Don Ake, FTR director of commercial vehicles, noted few OEMs booked decent order totals, but most held back on slotting 2022 commitments due to uncertainty about production capability, especially in the first three months next year. The major OEMs, he said, are rolling unbuilt 2021 orders into 2022 and filling any gaps with new orders.
"Orders have been tepid all year. The challenge for many OEMs is not to acquire more backlog, but to manage the backlog they have. Fleets need lots of new trailers, however, the manufacturers are being careful about how and when to slot these commitments into the build schedule," Ake said.
Some OEMs that are booking orders beyond Q1 2022 are adding material surcharges in order to price trailers fairly due to commodity prices that are high and volatile.
"Fleets do want to get their orders scheduled for next year, but that may happen only a month or two at a time," Ake added. "October is the traditional start of the fall ordering season for the following year. However, this is far from a normal year.
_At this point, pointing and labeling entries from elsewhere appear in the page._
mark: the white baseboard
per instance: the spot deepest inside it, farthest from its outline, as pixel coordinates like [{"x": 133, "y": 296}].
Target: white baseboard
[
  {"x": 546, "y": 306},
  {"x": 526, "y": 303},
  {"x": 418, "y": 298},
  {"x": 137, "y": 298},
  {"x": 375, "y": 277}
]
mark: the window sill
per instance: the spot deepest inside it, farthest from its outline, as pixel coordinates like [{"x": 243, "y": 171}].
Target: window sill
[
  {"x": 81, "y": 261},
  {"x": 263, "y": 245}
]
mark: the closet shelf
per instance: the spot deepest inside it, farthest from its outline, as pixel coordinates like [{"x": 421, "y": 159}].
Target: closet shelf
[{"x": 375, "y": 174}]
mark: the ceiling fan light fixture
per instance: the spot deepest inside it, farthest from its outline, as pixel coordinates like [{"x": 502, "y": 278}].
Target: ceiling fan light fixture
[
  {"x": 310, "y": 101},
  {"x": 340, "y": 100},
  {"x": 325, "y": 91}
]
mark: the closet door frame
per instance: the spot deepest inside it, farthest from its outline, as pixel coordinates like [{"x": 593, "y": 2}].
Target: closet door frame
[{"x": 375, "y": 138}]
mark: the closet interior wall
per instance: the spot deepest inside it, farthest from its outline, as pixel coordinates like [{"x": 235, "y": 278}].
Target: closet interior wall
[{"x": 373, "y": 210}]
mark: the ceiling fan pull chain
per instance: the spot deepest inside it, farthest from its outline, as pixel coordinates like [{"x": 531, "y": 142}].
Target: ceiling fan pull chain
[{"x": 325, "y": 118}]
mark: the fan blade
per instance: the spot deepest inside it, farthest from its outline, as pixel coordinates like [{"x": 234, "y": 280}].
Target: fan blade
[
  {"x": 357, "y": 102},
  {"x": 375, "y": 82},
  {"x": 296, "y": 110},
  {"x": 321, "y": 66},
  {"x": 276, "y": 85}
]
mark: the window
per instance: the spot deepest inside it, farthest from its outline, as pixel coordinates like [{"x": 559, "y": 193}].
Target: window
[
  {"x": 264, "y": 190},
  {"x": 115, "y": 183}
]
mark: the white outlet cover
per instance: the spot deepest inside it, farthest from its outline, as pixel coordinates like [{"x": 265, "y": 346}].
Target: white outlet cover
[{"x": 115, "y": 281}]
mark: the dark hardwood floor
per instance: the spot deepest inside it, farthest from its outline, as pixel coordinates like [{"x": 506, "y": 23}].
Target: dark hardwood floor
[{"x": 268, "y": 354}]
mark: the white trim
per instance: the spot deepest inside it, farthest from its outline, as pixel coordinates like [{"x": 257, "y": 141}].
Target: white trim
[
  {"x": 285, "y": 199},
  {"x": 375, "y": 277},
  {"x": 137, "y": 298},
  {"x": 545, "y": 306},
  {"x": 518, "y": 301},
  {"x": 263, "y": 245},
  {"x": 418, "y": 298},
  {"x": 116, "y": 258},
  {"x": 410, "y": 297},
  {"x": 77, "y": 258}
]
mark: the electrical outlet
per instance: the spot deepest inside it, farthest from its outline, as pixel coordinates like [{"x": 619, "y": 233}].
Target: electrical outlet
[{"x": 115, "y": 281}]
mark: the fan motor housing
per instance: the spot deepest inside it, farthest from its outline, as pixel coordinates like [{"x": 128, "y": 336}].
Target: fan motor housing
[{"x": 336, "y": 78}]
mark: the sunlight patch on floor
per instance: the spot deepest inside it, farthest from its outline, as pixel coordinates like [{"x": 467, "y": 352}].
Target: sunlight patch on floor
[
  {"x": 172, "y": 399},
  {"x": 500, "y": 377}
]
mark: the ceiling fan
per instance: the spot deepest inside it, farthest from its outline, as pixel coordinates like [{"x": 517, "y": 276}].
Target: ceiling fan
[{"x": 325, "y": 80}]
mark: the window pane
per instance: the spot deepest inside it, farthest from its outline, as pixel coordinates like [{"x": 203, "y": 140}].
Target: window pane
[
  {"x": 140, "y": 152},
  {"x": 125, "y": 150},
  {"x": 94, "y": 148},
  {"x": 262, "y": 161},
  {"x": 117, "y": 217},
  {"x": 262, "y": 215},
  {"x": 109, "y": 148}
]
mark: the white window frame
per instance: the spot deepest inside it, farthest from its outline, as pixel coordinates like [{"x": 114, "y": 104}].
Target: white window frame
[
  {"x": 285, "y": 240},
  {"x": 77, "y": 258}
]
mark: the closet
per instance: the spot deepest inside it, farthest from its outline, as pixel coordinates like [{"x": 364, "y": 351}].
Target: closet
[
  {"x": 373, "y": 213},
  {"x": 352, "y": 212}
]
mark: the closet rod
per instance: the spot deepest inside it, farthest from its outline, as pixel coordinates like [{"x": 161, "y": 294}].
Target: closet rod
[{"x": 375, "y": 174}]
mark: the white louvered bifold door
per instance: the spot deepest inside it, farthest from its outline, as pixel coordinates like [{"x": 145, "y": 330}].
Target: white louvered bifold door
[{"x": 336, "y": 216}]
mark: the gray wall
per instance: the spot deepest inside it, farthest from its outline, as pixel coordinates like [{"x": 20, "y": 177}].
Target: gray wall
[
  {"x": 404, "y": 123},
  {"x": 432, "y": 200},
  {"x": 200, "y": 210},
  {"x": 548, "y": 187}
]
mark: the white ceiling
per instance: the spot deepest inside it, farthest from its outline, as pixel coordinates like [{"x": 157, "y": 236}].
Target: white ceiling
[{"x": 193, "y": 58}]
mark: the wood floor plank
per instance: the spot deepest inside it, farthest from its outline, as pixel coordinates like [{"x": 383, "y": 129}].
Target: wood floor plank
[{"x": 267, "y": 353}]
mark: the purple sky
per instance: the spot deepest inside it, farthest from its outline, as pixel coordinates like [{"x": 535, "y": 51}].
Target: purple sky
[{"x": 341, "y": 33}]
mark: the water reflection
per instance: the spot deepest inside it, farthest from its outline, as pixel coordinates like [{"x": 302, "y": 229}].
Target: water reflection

Orders will remain constrained until the supply chain permits OEMs to complete their bookings for 2022. Order numbers continue to understate the true demand.”
Maly aded that he expects order acceptance to be closely managed for the foreseeable future, "with OEM challenges including the current strong backlogs that commit many of them for a major portion of next year and their inability to ramp production volume in response to surging fleet demand.”
Trailer orders for the past 12 months total 277,000, according to FTR.